Welcome to Danland As a writer of a book (see Book) it is oddly inevitable that one day I would imagine meeting an individual eager to adapt this shit for the screen. Don’t fret, dear friends, it really is purely my imagination...


Shortly before the romper-suits and the pac-a-macs of the guardians of convention bludgeon me into obscurity with a biscuit and half a shoe, barely a moment prior to hurling me into the back of a unicorn-drawn turnip and whipping me away to yet another job in a shop, I thought I’d take this opportunity to write a new introduction to my book. Whyever not? I ponder aloud. And then immediately realise that no one in this café has a clue of what I’m talking about. A middle-aged couple stare at me as if I’m mad.

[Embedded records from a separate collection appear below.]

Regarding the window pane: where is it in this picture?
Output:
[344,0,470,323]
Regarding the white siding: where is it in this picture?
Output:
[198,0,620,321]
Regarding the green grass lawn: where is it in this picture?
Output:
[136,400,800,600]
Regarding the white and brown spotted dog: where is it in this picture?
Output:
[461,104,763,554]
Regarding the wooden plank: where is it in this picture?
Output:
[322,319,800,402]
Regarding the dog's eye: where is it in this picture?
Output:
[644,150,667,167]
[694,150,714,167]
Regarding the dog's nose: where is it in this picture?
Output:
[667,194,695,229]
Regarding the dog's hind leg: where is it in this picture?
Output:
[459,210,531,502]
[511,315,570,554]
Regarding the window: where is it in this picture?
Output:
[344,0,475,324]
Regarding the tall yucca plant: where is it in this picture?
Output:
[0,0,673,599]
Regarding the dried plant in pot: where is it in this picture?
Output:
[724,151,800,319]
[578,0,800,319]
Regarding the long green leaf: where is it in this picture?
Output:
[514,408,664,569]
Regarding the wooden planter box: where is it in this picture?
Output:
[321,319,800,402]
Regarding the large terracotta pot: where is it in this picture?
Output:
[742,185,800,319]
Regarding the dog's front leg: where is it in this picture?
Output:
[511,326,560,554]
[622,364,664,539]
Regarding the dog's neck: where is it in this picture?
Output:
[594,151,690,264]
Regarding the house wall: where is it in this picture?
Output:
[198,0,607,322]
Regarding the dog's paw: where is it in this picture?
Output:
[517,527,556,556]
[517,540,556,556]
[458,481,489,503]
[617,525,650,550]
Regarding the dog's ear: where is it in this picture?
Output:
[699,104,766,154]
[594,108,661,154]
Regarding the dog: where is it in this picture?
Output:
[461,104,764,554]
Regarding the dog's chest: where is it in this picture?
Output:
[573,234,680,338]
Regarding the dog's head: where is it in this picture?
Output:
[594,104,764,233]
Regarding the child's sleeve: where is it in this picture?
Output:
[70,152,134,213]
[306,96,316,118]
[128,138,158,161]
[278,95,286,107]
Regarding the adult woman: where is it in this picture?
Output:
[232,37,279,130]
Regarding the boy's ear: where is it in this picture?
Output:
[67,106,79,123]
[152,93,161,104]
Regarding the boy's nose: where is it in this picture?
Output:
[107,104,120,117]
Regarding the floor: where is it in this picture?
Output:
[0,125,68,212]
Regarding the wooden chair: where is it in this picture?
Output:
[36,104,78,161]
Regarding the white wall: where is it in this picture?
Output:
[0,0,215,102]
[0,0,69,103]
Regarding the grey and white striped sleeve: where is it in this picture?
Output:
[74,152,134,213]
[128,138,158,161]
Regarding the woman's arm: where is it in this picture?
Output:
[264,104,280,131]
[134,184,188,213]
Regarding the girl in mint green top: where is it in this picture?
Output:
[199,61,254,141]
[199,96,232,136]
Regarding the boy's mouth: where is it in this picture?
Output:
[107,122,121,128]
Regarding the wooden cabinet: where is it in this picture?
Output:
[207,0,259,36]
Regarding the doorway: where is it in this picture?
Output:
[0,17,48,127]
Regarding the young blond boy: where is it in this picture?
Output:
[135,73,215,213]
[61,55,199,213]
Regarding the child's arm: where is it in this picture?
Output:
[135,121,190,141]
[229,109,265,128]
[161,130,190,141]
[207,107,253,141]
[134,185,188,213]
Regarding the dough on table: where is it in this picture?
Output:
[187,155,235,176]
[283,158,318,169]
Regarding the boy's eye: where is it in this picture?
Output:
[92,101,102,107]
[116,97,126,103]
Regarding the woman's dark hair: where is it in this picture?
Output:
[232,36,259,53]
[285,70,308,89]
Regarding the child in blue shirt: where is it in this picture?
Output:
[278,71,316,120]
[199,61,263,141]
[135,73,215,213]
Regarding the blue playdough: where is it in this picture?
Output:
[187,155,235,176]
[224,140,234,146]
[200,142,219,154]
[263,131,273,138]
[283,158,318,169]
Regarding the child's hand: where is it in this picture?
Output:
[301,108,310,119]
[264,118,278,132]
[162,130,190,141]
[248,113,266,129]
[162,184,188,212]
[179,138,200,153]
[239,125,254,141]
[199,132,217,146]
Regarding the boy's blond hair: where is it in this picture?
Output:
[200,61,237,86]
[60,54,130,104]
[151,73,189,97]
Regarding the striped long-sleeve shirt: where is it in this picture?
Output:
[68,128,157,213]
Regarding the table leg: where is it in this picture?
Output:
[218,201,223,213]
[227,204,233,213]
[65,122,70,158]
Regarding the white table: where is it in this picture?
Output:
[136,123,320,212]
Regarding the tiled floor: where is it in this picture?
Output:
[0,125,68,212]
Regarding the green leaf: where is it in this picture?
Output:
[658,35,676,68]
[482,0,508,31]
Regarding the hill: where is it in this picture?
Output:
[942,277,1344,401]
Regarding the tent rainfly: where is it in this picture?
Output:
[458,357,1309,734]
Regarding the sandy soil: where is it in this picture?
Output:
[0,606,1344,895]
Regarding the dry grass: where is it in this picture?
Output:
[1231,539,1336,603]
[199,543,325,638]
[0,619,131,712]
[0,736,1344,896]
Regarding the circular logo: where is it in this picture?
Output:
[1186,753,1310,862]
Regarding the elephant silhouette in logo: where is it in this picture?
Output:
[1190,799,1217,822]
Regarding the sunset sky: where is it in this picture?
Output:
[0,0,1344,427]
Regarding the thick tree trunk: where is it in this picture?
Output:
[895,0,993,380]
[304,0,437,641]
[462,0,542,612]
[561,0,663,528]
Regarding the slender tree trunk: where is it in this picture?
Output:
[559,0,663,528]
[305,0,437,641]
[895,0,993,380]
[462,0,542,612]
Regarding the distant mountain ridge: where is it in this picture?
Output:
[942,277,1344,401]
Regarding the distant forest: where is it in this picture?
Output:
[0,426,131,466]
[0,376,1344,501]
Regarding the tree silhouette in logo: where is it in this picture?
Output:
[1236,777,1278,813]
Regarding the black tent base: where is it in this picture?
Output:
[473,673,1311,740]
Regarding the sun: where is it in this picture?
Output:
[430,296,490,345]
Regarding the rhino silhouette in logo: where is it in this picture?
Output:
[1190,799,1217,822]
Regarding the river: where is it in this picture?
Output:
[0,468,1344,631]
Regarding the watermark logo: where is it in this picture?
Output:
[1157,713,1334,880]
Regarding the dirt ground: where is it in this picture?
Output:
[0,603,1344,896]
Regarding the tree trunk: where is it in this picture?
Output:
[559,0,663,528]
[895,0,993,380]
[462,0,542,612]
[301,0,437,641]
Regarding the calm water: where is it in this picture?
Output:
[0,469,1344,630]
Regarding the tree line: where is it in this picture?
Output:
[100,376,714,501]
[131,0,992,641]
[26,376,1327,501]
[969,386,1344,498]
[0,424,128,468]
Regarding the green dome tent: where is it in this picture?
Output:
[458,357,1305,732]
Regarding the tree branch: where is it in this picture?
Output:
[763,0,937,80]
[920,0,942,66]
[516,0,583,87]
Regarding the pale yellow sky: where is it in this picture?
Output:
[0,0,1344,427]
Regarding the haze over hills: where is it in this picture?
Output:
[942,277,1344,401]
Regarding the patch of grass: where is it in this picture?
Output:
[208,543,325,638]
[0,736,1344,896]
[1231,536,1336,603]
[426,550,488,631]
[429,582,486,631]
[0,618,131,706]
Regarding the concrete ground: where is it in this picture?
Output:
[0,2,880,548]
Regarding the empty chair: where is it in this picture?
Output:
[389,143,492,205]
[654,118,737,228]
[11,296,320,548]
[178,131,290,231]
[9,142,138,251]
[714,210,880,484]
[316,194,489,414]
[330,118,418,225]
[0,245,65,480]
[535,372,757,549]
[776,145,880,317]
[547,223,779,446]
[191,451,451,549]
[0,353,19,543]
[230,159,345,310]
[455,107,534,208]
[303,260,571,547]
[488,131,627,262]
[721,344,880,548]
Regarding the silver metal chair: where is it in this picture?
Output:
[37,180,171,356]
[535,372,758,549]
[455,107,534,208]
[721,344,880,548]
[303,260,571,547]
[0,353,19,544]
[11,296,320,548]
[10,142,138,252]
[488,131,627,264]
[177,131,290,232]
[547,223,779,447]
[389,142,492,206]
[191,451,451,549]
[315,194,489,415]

An attractive woman laughs with a horsey-snort. Out of nowhere I emit a half-cough-halfsneeze. I decide to call it a snough. And now I feel very silly indeed. In one chapter of the book (see Book) I describe - a somewhat loose and rather inaccurate term - a brief job on a million-dollar film. I began writing that piece by imagining a scenario way beyond my pickled shock in which I flog the rights to the book and the whole wodge of this pudding-like nonsense is one day made into a movie. Of course, there’s a great deal of spitting-out both my dignity and whatever basic capability I have for rational thought right across the table - much in the same way that hearing of the sheer absurdity of the notion one 1


would splurt the crumbs of a croissant, or perhaps a slice of cake. For now though, since I have nothing better to do I’m going to pursue this stupidity and imagine the scenario once more. This time I’m going to imagine the movie as if it had a trailer. Sorry about that.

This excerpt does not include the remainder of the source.